Prabhupāda: If there is something that if you get that knowledge or you get that thing you can get all other things automatically, is it not intelligence to pick up that knowledge?

Guest: If it existed, yes. If it existed.

Prabhupāda: It exists. That is intelligence. Just like there is a tree in your house. So the tree has got so many branches, twigs, leaves, flowers, fruits. So if you . . . if somebody says: "No, I like to pour water on the fruit," if somebody says: "No, I like to pour onto the leaves," and somebody says twigs . . . this is different. But if somebody knows to water everything at a time, who is intelligent?

Guest: Well, it depends . . . I don't know what the best thing to do is.
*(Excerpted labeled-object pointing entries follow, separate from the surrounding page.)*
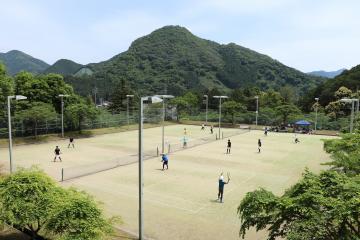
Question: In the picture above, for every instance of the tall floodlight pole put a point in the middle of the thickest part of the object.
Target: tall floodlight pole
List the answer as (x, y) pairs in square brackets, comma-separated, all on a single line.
[(206, 105), (17, 97), (352, 101), (95, 90), (61, 96), (220, 97), (153, 99), (316, 110), (127, 108), (163, 97), (257, 109)]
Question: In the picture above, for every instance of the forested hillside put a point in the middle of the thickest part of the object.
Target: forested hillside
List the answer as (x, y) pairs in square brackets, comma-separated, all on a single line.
[(64, 67), (16, 61), (174, 60)]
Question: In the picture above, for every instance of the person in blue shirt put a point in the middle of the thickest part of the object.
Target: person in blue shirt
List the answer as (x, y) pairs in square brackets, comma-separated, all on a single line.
[(221, 186), (165, 161)]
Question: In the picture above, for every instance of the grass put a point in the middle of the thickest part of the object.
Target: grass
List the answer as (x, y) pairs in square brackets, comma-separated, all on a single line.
[(181, 203)]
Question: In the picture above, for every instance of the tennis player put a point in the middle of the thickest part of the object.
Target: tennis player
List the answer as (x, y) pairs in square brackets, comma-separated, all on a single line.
[(221, 186), (71, 142), (259, 146), (228, 149), (57, 154), (165, 161)]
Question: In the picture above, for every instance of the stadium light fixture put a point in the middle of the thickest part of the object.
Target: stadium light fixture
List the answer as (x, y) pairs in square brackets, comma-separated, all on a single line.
[(257, 109), (127, 108), (16, 97), (316, 110), (163, 97), (352, 101), (61, 96), (220, 97), (207, 105), (148, 100)]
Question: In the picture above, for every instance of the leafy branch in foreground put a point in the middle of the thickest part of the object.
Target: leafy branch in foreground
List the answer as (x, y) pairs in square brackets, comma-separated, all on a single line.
[(33, 203), (322, 207)]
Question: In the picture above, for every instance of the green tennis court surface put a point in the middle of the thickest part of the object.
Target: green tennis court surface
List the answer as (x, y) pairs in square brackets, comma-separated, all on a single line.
[(180, 203)]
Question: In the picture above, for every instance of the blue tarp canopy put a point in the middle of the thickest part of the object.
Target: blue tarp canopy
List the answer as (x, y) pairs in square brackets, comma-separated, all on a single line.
[(302, 123)]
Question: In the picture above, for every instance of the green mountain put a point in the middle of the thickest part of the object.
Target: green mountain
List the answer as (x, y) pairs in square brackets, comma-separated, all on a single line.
[(325, 91), (172, 58), (326, 74), (16, 61), (64, 67)]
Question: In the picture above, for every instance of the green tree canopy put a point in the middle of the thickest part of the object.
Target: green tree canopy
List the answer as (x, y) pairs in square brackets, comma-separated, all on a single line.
[(322, 207), (77, 113), (118, 97), (345, 153), (33, 203), (38, 112), (285, 111), (232, 108)]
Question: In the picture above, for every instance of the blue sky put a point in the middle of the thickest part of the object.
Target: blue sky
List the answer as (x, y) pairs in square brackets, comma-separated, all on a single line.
[(308, 35)]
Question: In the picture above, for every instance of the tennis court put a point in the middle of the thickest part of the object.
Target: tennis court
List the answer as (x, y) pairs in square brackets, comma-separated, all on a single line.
[(181, 203)]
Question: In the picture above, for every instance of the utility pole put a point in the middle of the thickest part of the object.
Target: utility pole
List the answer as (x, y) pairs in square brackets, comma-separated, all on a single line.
[(17, 97), (207, 105), (62, 113), (257, 109), (220, 97), (316, 110), (127, 109)]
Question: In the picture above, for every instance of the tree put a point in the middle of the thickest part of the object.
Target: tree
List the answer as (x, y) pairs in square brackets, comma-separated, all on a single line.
[(288, 94), (181, 106), (37, 113), (232, 108), (33, 203), (345, 153), (118, 97), (285, 111), (271, 99), (27, 199), (43, 88), (79, 218), (343, 92), (322, 207), (77, 113)]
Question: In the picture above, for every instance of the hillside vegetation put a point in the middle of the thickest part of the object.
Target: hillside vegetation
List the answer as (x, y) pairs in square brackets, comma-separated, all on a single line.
[(16, 61), (172, 59), (64, 67)]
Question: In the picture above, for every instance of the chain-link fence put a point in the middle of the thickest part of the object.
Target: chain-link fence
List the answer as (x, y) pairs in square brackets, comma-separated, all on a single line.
[(103, 120)]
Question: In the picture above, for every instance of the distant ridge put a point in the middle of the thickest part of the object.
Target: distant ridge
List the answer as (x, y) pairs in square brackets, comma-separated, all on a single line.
[(64, 67), (326, 74), (173, 58), (16, 61)]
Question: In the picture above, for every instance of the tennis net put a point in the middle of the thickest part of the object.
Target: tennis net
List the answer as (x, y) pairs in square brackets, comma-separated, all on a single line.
[(89, 169)]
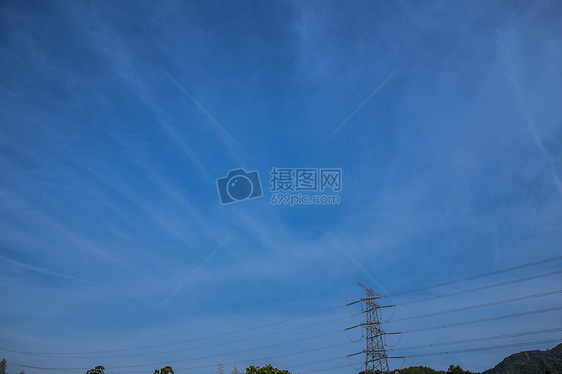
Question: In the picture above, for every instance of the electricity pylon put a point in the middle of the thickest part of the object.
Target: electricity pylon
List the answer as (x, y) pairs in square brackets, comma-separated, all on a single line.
[(375, 354)]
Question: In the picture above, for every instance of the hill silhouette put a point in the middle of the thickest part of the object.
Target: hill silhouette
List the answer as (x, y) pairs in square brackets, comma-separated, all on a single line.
[(531, 362)]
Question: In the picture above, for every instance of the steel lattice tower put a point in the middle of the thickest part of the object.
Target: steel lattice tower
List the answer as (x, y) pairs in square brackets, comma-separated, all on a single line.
[(375, 354)]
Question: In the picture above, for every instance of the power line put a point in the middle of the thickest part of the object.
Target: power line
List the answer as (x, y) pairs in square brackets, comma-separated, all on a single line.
[(188, 340), (498, 302), (495, 272), (483, 287), (479, 349), (201, 347), (474, 340), (505, 316)]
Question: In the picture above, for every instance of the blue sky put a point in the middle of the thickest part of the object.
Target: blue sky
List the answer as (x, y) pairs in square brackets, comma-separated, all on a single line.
[(109, 201)]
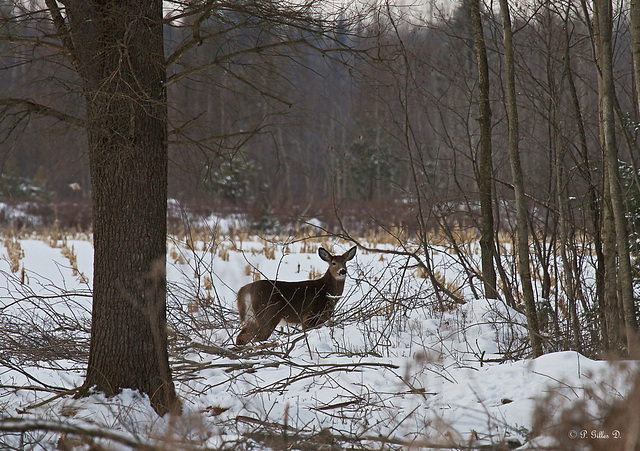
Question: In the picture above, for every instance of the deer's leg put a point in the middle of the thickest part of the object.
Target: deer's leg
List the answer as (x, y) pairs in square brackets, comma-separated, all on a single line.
[(270, 317)]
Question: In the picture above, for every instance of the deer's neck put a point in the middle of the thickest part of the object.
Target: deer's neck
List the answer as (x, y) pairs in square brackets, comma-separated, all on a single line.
[(333, 286)]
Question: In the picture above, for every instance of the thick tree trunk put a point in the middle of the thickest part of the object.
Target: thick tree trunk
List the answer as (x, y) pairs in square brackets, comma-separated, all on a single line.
[(603, 11), (635, 44), (119, 52), (484, 173), (522, 220)]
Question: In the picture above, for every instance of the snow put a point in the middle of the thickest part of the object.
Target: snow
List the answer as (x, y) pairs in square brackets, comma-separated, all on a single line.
[(394, 366)]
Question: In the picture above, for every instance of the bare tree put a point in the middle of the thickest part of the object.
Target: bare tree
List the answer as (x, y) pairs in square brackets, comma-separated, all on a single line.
[(522, 219), (603, 17), (484, 172), (117, 49)]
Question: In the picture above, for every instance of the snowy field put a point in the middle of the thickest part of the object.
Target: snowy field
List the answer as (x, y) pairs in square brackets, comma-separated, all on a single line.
[(394, 369)]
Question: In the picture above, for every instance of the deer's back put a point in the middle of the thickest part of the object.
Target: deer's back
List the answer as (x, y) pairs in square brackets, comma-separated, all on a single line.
[(291, 300)]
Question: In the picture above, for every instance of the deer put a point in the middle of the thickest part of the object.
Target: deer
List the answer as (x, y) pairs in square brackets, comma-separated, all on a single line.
[(263, 304)]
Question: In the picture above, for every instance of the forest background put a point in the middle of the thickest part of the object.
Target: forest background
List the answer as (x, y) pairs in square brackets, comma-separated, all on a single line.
[(372, 123)]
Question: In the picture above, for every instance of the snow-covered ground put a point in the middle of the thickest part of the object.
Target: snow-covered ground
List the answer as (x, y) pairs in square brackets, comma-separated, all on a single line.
[(395, 367)]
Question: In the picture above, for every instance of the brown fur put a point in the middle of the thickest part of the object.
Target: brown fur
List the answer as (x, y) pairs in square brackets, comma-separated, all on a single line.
[(263, 304)]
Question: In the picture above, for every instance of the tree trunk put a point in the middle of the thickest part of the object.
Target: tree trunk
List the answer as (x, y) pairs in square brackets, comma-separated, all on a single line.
[(603, 10), (522, 225), (635, 45), (484, 173), (593, 202), (117, 49)]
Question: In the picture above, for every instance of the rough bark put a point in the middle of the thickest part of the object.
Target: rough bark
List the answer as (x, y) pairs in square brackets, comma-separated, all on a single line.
[(522, 221), (117, 48), (603, 12), (484, 172)]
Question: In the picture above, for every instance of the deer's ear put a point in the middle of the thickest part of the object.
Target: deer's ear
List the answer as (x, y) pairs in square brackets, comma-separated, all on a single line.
[(350, 253), (324, 254)]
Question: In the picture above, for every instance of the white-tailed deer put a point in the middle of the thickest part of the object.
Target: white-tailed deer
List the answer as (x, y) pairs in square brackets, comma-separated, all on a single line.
[(263, 304)]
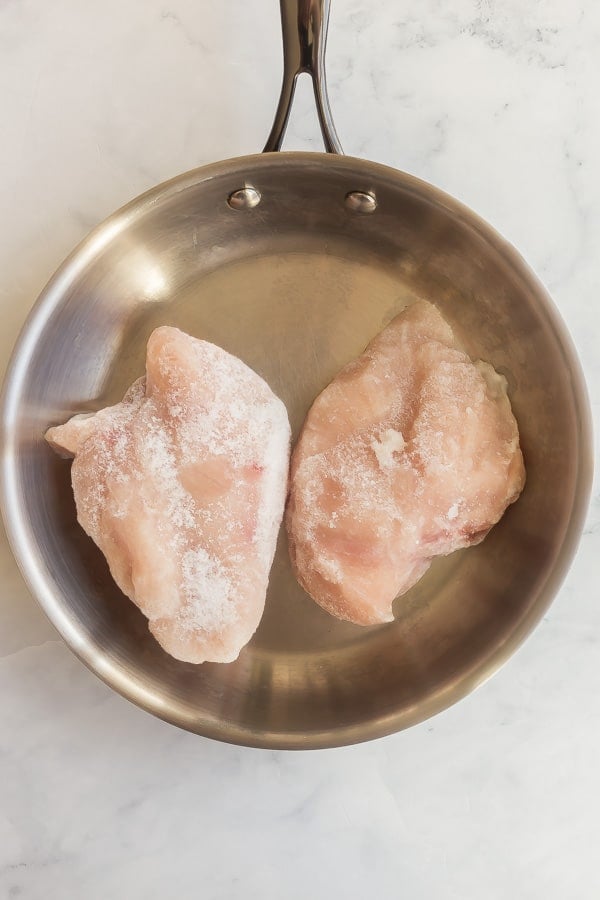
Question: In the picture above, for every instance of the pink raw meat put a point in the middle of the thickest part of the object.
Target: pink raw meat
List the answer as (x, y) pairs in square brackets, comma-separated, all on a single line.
[(410, 453), (182, 486)]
Prabhupāda: First of all you answer this.

Guest: It's not that the analogy is not . . .

Prabhupāda: Why not analogy? You have understand by analogy. You gave me analogy too. Without analogy, how we can make progress?

Guest: (laughs) Well, you see I would be in the position of somebody not knowing about trees, and I would see a lot of people, and they would all have a particular theory about how it is best to water a tree.

Prabhupāda: This is the way going on. The whole cosmic manifestation, that is described in the Bhagavad-gītā, viśva-rūpa. Just like I am a form. So I have got many parts—the fingers are there, the hairs are there, the nails are there. So many things. If you make analytical study the anatomy or physiology, you will get so many parts. Innumerable. So this body, somebody studies as psychologist. He is simply studying the brain. Somebody is physiologist. Somebody is a biologist. The same . . . center is the body. Center is the body.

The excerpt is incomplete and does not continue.